L'espace viticole savoyard

L'espace savoyard, espace de montagnes et de lacs, n'est pas marqué par une présence dominante de la vigne. Pour l'observateur superficiel, l'impression qui ressort d'un coup d'oeil rapide sur le paysage agricole est celle d'une polyculture omniprésente. De vastes étendues en herbe, bien délimitées par des haies ou des rangées de peupliers se trouvent associées à des céréales : blé, orge, avoine. Ce qui frappe le plus, c'est la présence du maïs, dans le fond des vallées savoyardes de l’Avant-Pays. Sa couleur verte et ses longues feuilles agitées par le vent donnent une impression de quasi monoculture.

Il faut plus d'attention et de perspicacité pour découvrir un vignoble réfugié sur les versants bien exposés ou sur un faux plat sur lequel la vigne s'est implantée au milieu d'éboulis calcaires. Il faut, alors quitter les grandes voies de communications qui empruntent les passages naturels et suivre les petites routes départementales ou vicinales à flanc de coteau pour découvrir les surfaces plantées en vignes. Grandes pièces rectangulaires au bas des côtes ou parcelles allongées donnant l'impression de monter à l'assaut des montagnes qui les surplombent. La vigne s'aventure jusqu'au pied des bois et des forêts où l'on peut , si l'on est attentif, assister au perpétuel combat que se livrent ces deux voisins antagonistes que sont l'arbre et le pied de vigne : parcelles abandonnées où seules la présence de piquets et la différence de couleur dans la végétation permettront de reconnaître la vigne abandonnée au voisinage des broussailles, ou au contraire, terrains défrichés, défoncés, dépierrés qui indiquent que le vigneron ne renonce pas et voit l'avenir avec sérénité.
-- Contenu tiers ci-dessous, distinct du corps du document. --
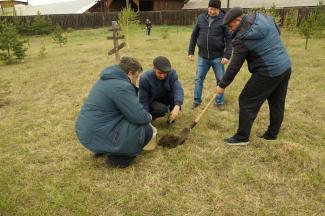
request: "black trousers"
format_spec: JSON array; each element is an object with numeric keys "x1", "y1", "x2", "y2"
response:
[
  {"x1": 235, "y1": 68, "x2": 291, "y2": 141},
  {"x1": 150, "y1": 93, "x2": 175, "y2": 120},
  {"x1": 106, "y1": 125, "x2": 153, "y2": 168}
]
Les coteaux chautagnards, le rebord occidental du mont du Chat surplombant le Haut-Rhône, le versant de la vallée de l'Isère entre Albertville et Montmélian, les versants orientaux de la Combe de Savoie qui font face aux éboulis viticoles du Mont Granier. C'est là, par excellence, le domaine du vignoble savoyard : au total vingt six communes 1 . La traversée d'un de ces villages atteste immédiatement la présence d'une activité agricole d'un haut niveau technique (enjambeurs, sulfateuses) orientée vers le commerce (palettes et bouteilles vides) et donc tournée vers le monde extérieur : panneaux invitant à la dégustation et à l'achat, habitat rénové ou villas récentes, locaux destinés à l'accueil de la clientèle. A certaines époques estivales, ces villages sont bleus du sulfate de traitement des vignes. Et surtout, on n'y trouve plus ces chemins couleur de bouses de vaches, et l'on n'y sent plus les odeurs de purin, s'échappant des êtables entrouvertes par une chaude après-midi d'été. On devine une société rurale différente, dynamique qui a su lutter pour développer ses chances de succès par une radicale remise en question de sa mentalité, de sa gestion, de son style de vie, plutôt que de végéter dans la routine engendrant un déclin agricole inexorable. On note une différence dans la réflexion de ces viticulteurs et vignerons, avec une mentalité héréditaire, une fierté et une raison d'être, une volonté de forcer les événements contraires. Ils tranchent sur l'ensemble des agriculteurs de la région. Tout cela concourt à justifier l'existence et la spécificité d'une ou plusieurs régions viticoles savoyardes, mais d'abord d'un ensemble viticole savoyard.

Notes
1.

- CHAUTAGNE : Motz, Serrières, Ruffieux, Chindrieux. - REBORD OCCIDENTAL DU MONT DU CHAT : Lucey, Jongieux, Billième, St Jean Chevelu, Yenne. - CLUSE DE CHAMBERY : St Alban Leysse, Barby, Challes, St Jeoire Prieuré, St Baldoph, Chignin, Myans, Apremont, Les Marches, Brison. - COMBE DE SAVOIE : Francin, Montmélian, Arbin, Cruet, St Jean la Porte, St Pierre d'Albigny, Fréterive.